9:00am-7:00pm daily from Thursday 14 March until Thursday 28 March
Outdoors, On windows and gates on participating streets in Petersfield, Cambridge, CB1
Professor Helen Weinstein, historian and Director of Historyworks, has been working with the local community and organisations during the past 5 years to research, capture and share the story of the Petersfield area between Mill Road and the railway, which was known in the Victorian era as ‘Sturton Town’.

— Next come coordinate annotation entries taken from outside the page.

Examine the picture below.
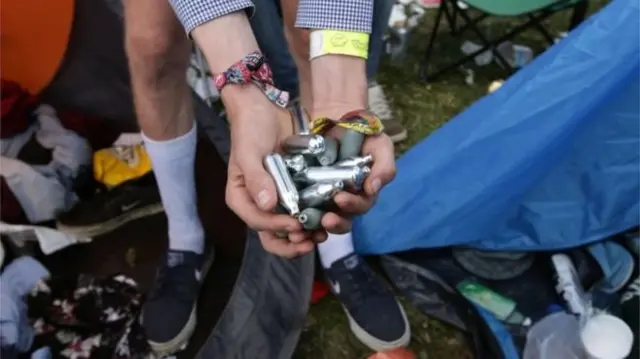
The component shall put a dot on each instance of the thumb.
(260, 184)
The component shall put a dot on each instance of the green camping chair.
(534, 10)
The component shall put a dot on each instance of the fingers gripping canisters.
(312, 170)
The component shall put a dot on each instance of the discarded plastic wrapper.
(50, 240)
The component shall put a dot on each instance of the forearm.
(221, 30)
(339, 82)
(223, 50)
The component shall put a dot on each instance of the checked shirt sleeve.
(193, 13)
(345, 15)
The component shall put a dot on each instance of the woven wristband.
(253, 69)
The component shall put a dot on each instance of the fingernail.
(375, 185)
(263, 198)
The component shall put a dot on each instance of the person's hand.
(256, 131)
(383, 170)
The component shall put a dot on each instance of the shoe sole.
(399, 137)
(95, 230)
(182, 339)
(377, 344)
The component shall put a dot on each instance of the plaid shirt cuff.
(346, 15)
(193, 13)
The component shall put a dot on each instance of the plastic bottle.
(556, 336)
(503, 308)
(569, 286)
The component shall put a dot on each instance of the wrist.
(238, 98)
(248, 103)
(339, 85)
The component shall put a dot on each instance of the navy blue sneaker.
(375, 316)
(169, 314)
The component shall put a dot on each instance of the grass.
(422, 108)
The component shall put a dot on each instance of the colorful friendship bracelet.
(253, 69)
(362, 121)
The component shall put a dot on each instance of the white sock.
(336, 246)
(173, 164)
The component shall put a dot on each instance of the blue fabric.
(548, 161)
(502, 335)
(17, 280)
(616, 263)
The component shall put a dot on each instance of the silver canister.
(287, 191)
(355, 161)
(319, 193)
(305, 144)
(311, 218)
(351, 177)
(296, 163)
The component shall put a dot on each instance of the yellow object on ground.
(112, 166)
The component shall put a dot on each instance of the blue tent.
(549, 161)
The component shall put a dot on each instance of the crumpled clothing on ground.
(88, 317)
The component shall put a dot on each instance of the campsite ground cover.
(422, 109)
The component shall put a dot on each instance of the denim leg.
(381, 14)
(266, 23)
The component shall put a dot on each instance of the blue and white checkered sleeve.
(193, 13)
(346, 15)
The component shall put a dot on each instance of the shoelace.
(379, 104)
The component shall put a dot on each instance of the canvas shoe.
(379, 105)
(169, 314)
(375, 316)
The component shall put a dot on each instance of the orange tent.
(33, 39)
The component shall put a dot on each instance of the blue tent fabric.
(551, 160)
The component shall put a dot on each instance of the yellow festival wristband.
(335, 42)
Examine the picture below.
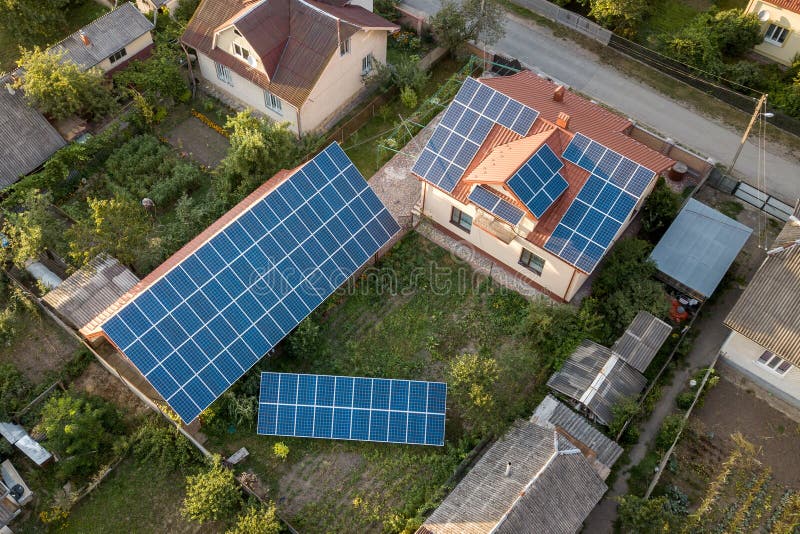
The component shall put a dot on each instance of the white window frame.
(273, 103)
(776, 34)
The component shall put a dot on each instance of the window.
(223, 73)
(776, 34)
(531, 261)
(776, 363)
(366, 64)
(119, 54)
(461, 219)
(272, 102)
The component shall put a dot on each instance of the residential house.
(295, 61)
(109, 42)
(780, 20)
(544, 475)
(539, 179)
(764, 342)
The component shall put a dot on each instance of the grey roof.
(91, 290)
(699, 247)
(107, 34)
(598, 379)
(26, 138)
(642, 340)
(551, 488)
(551, 411)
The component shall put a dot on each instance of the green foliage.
(211, 495)
(659, 210)
(60, 89)
(82, 429)
(257, 520)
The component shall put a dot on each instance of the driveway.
(537, 47)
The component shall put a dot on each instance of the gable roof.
(107, 34)
(295, 39)
(768, 311)
(26, 138)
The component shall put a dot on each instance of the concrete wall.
(785, 52)
(742, 354)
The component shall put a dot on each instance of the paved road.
(537, 47)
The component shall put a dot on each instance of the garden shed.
(698, 249)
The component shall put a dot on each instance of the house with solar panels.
(536, 177)
(205, 316)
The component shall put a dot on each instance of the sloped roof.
(642, 340)
(294, 38)
(26, 138)
(699, 247)
(90, 290)
(108, 34)
(768, 312)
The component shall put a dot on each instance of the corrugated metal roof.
(642, 340)
(699, 247)
(108, 34)
(26, 138)
(90, 290)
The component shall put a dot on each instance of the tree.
(60, 88)
(212, 494)
(257, 520)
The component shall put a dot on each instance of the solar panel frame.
(200, 327)
(352, 408)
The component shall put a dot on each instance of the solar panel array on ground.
(602, 206)
(537, 183)
(343, 407)
(491, 202)
(463, 129)
(201, 326)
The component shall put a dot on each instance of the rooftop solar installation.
(463, 129)
(489, 200)
(602, 206)
(343, 407)
(201, 326)
(538, 183)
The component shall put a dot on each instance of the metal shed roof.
(698, 248)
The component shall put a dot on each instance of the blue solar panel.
(602, 205)
(341, 407)
(463, 129)
(486, 199)
(210, 318)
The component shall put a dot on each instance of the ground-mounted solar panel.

This work will be celebrated and brought to life with public street exhibitions and commemorated in blue plaques that will be exhibited throughout the Cambridge Festival on windows and gates along the following streets: Abbey Walk, Ainsworth Street, Gwydir Street, Hooper Street, Kingston Street, Milford Street, Rivar Place, Sleaford Street, Stone Street, Sturton Street, York Street and York Terrace.
The displays, telling the stories of the former working-class occupants, will include: commemorative blue plaques; artworks, based on census information from 1891 of Victorian homes and former shops, and contributed by pupils and teachers working with Helen at St Matthew’s Primary School, St Philip’s C of E Primary School and St Paul’s C of E Primary School; and related research materials.
Take a self-guided tour of the exhibitions.
Book a place on the Gwydir Street history walking tour with Helen at 6pm on Wednesday 27 March.
gwydirstreet.co.uk/history/tour
Online:
Explore the online archives, films and oral history recordings developed throughout the project: gwydirstreet.co.uk/history
The street exhibitions will accompany a display and programme of events at Mill Road Community Centre during the Cambridge Festival family weekend to celebrate the culmination of This Is Our Street! and the blue plaque projects led by Historyworks and Gwydir Street Friends in collaboration with local resident groups, schools, businesses and organisations supporting this local history research, namely Cambridgeshire and Huntingdonshire Family History Society, the Cambridgeshire Collection at Cambridge Central Library, the Cambridgeshire Archives, Capturing Cambridge at the Museum of Cambridge, Mill Road Cemetery and the Mill Road History Society.